I’ve never seen any other room in his house, just this office space with a wide mahogany desk, computer monitor alive with a screensaver face of his son and bookshelves sagging with bound collections. And him, asleep on a brown leather couch. I float down to him and settle there, encircled in his arms, breathless at the sight of him, the feel of him. I can never resist reaching up to touch his face and kiss his eyelids. When he starts to awaken, I have to force myself to leave. When I wake from this dream, always with a jolt, I’m in my own bed — as if my spirit had forced its way back into my body. It seems so real.

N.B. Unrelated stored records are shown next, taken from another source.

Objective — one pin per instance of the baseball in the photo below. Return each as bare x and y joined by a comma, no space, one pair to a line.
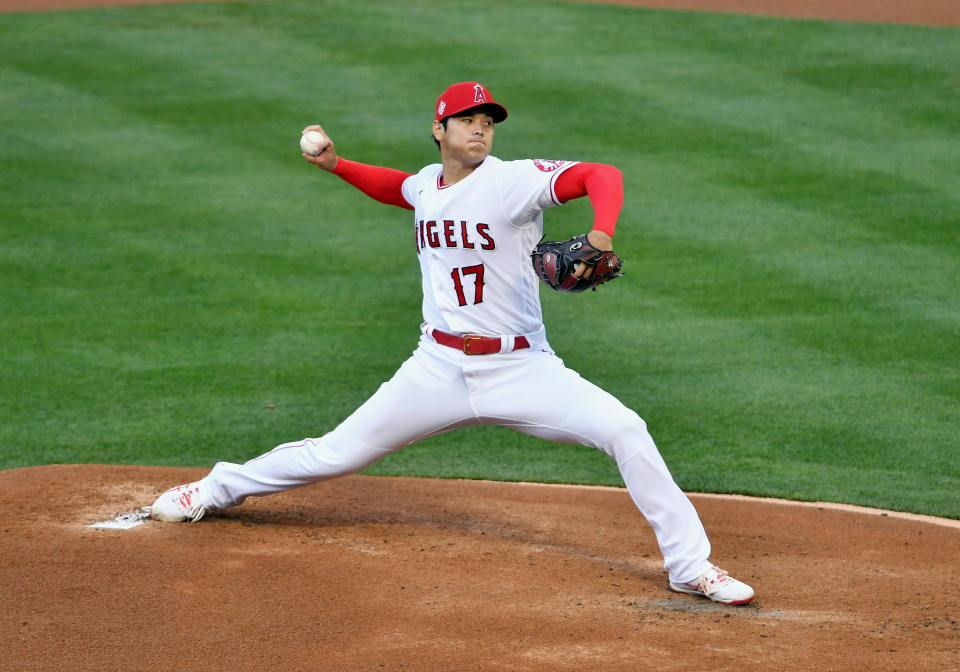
312,142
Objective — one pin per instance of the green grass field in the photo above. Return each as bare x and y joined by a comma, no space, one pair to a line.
178,287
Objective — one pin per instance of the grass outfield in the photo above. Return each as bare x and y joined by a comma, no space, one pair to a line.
178,287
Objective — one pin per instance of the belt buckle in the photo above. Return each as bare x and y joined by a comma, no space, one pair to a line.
466,344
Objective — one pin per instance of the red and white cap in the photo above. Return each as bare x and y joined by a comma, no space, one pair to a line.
463,96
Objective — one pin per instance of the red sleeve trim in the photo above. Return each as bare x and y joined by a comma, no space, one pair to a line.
603,183
382,184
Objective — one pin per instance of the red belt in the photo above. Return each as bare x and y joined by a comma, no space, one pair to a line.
476,345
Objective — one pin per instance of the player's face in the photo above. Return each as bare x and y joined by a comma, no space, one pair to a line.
468,138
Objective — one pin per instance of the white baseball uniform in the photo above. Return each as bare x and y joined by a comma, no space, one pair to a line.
473,240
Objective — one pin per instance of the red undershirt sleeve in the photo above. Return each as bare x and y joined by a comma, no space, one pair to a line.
603,183
382,184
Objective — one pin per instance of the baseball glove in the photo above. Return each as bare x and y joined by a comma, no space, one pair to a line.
555,264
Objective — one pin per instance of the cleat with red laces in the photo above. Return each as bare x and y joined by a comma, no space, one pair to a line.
179,504
717,585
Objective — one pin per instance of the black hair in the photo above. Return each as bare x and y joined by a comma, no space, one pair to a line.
443,122
469,112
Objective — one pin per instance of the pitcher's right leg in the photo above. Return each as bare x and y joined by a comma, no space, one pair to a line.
426,396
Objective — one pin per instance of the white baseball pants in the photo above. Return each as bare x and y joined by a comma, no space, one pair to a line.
439,389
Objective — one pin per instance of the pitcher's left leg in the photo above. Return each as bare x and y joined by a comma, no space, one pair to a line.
550,401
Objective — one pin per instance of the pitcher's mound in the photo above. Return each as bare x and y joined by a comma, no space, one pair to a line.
367,573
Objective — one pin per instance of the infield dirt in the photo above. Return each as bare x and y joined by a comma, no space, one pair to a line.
369,573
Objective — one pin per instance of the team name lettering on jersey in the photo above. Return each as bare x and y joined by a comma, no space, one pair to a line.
452,234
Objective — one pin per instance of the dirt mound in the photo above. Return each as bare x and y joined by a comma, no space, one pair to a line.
366,573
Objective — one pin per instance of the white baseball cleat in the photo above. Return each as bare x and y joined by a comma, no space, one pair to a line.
179,504
717,585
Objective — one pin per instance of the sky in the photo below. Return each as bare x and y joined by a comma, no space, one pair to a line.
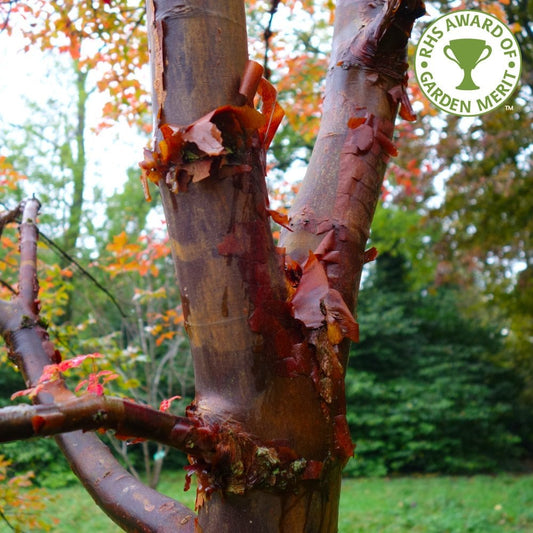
30,75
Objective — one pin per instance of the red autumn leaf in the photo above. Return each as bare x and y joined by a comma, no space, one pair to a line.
370,254
388,146
341,322
205,135
95,382
51,373
272,111
165,404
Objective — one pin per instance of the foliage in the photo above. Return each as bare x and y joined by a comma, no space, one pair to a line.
423,390
21,507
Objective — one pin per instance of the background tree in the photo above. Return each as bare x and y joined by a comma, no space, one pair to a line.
410,182
255,355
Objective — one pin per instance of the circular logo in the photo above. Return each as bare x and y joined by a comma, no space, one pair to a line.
467,63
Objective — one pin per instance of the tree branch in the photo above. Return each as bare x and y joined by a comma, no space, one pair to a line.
128,502
90,412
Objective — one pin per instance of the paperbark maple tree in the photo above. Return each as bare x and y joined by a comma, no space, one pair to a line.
269,325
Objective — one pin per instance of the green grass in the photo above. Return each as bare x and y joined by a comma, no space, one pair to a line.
480,504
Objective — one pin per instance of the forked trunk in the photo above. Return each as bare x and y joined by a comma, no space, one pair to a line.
269,334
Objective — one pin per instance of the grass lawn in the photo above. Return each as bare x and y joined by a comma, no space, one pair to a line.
481,504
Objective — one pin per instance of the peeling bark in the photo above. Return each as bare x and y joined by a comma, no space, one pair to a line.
269,327
128,502
269,336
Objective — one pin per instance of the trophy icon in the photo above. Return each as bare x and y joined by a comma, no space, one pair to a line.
467,53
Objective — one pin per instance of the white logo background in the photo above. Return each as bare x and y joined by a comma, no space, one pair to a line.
496,76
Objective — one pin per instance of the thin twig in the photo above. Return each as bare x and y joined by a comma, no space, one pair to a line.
64,254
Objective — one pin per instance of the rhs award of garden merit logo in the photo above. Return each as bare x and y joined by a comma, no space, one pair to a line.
467,63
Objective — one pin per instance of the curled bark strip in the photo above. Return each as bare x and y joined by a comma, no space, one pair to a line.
213,142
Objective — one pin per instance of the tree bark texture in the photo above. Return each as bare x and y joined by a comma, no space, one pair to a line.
270,327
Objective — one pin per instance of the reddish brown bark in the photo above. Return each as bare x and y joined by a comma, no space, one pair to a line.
125,500
268,348
269,327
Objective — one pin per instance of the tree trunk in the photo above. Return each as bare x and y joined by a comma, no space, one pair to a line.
269,337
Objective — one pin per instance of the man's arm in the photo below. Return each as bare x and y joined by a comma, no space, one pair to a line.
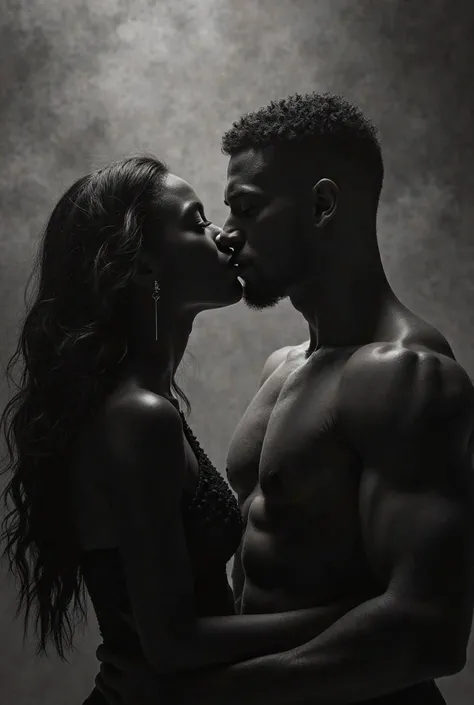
409,415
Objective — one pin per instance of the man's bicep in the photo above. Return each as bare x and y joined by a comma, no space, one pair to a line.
416,492
419,543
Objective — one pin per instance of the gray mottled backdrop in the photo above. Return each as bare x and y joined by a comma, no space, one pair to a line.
86,81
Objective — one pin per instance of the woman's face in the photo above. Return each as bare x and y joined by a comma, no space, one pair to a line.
190,266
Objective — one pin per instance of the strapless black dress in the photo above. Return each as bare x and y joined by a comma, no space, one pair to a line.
213,526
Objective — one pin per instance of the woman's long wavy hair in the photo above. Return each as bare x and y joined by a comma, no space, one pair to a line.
71,351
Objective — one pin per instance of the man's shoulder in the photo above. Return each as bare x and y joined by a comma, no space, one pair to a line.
280,356
400,384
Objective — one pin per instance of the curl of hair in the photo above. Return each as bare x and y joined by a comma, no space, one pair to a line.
326,119
71,351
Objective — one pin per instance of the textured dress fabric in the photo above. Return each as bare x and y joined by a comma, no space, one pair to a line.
213,526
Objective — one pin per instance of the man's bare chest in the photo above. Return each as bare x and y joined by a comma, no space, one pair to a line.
289,445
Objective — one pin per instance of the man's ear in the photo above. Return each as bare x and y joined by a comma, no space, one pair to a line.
325,196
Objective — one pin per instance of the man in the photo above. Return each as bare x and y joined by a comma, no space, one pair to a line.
352,463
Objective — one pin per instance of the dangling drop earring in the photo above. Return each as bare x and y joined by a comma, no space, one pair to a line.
156,296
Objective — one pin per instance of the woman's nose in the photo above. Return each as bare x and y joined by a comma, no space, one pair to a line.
229,240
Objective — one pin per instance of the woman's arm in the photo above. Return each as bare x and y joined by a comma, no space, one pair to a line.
144,454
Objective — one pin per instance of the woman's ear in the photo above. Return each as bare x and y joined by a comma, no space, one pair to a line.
325,196
145,275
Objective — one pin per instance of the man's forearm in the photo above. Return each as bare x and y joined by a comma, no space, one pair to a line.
238,579
375,649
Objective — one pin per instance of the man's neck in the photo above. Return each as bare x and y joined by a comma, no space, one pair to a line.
345,311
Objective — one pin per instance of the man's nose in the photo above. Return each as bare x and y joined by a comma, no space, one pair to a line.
228,240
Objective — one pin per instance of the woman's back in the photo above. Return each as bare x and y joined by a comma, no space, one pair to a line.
213,527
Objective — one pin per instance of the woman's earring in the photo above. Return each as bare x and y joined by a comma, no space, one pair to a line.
156,297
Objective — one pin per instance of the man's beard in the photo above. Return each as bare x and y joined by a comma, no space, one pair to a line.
262,293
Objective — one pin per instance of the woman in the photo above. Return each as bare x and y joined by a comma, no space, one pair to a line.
109,488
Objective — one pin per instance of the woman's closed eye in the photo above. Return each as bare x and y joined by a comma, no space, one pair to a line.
202,224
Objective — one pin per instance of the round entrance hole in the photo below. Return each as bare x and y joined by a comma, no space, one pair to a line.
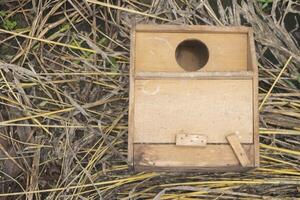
191,55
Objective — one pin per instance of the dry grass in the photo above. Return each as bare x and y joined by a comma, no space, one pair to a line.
64,97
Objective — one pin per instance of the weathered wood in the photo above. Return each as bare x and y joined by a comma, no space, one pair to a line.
156,51
171,155
171,94
213,108
238,149
195,75
184,139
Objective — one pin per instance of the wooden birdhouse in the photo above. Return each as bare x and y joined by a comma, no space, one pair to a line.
193,98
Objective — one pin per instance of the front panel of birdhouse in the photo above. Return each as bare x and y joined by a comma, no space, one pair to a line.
193,98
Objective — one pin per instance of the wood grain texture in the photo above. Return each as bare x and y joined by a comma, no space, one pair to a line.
166,101
215,108
238,149
156,51
172,155
184,139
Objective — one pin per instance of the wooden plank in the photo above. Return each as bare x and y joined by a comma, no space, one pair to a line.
214,108
252,62
195,75
155,51
238,149
183,139
131,97
174,156
190,28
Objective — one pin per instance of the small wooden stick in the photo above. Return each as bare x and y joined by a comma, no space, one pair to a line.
238,149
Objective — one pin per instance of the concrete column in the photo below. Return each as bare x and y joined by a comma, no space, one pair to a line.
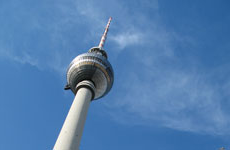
71,132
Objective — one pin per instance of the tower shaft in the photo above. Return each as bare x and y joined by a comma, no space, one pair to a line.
71,132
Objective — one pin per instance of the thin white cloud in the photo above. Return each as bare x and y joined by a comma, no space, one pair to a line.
162,92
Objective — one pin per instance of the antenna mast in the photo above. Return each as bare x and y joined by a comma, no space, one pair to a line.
103,38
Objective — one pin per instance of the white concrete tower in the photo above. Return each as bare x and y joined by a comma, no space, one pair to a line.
89,76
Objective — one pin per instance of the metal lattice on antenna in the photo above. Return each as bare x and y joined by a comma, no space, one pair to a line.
103,38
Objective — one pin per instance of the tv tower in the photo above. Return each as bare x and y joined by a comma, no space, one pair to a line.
89,76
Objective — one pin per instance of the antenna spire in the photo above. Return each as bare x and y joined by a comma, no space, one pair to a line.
103,38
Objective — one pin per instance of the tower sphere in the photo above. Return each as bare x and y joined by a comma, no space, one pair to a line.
92,66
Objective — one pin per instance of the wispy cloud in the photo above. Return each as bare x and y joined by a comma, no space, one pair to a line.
153,84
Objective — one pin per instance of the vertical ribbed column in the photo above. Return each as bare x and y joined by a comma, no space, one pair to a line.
71,132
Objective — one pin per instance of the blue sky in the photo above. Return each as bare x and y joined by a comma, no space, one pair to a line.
171,64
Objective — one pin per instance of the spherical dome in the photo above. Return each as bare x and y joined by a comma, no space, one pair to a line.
92,66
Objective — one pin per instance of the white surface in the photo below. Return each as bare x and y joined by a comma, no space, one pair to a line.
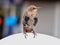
19,39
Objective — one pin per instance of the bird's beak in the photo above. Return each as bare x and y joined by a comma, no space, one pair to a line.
39,7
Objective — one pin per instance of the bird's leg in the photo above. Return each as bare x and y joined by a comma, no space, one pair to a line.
24,32
34,33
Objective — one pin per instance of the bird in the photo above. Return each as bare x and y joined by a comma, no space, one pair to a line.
30,19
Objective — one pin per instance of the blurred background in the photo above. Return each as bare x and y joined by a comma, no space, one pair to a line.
11,12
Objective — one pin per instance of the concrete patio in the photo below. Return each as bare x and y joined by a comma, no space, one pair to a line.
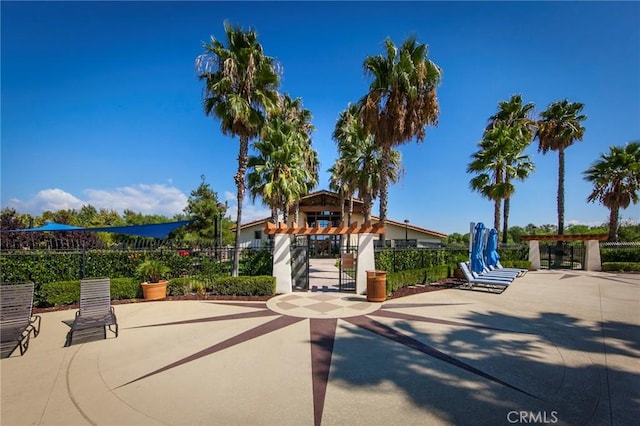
560,347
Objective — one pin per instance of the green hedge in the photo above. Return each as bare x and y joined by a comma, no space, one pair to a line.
68,292
397,260
262,285
621,266
627,254
520,264
396,280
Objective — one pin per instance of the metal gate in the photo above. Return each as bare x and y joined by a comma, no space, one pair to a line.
347,273
300,264
562,255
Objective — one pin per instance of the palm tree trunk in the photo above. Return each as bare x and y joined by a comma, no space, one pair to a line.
240,184
560,191
496,213
384,187
367,208
296,212
285,214
559,259
614,216
505,219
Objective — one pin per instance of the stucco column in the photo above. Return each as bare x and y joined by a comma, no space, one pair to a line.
592,260
534,254
282,263
366,261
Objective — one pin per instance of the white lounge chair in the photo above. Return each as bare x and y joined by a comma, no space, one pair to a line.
95,308
492,283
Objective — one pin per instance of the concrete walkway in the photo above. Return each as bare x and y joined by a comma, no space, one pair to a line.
323,274
557,347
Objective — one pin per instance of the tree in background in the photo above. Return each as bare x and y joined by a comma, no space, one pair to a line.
616,180
241,85
497,162
299,117
359,164
515,115
277,172
559,126
205,206
401,102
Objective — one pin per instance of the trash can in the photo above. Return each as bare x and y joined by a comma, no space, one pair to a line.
376,286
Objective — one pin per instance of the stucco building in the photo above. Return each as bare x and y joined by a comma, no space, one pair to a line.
323,208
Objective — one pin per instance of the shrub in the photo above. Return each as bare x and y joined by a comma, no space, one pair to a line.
621,266
179,286
626,254
396,280
245,286
256,262
68,292
520,264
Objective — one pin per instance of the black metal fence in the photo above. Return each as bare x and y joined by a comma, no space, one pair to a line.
65,264
620,252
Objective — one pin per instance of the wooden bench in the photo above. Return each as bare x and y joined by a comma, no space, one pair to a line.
16,320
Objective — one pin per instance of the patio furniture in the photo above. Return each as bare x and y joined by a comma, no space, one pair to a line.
491,283
95,308
16,320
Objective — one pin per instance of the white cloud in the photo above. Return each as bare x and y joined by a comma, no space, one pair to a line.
53,199
142,198
146,199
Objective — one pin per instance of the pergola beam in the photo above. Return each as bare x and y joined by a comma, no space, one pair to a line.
282,228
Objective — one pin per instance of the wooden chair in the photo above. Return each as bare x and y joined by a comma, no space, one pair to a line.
95,308
16,320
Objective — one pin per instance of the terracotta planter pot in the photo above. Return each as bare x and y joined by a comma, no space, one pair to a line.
154,291
376,286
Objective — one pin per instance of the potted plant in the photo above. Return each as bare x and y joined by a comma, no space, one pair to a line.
153,272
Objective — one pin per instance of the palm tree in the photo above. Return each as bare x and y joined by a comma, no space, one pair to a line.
359,162
489,164
616,180
401,101
240,89
514,114
278,173
558,128
300,118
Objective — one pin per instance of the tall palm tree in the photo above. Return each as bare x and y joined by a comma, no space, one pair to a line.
340,183
360,162
401,101
300,118
489,164
616,181
240,89
559,126
514,114
277,173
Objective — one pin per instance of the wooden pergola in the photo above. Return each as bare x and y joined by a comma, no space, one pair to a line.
592,253
282,255
342,229
575,237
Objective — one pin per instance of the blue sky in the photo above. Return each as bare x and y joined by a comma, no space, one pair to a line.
101,104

This dream is vibrant, alive, and so very rich in color and feel. He is still unavailable. I cling to each memory, afraid to forget. Lost, he’ll slip into oblivion, banished to a corner of my mind, forced to ferment in captivity. Forgetting those soft brown eyes, his deep resonant voice, or the smell of him would be unbearable. He exists as long as I remember.

I’ll travel again tonight, in my dreams, touching each falling star beneath me, as I slip into his arms once again. I’ll try to lie contented, fill my head with his scent, and resist the urge to swallow him. But when he begins to stir, I’ll know he can feel the weight of my head on his chest, and the flicker of my eyelash as it grazes his skin.

He remembers. And as long as he remembers, I exist.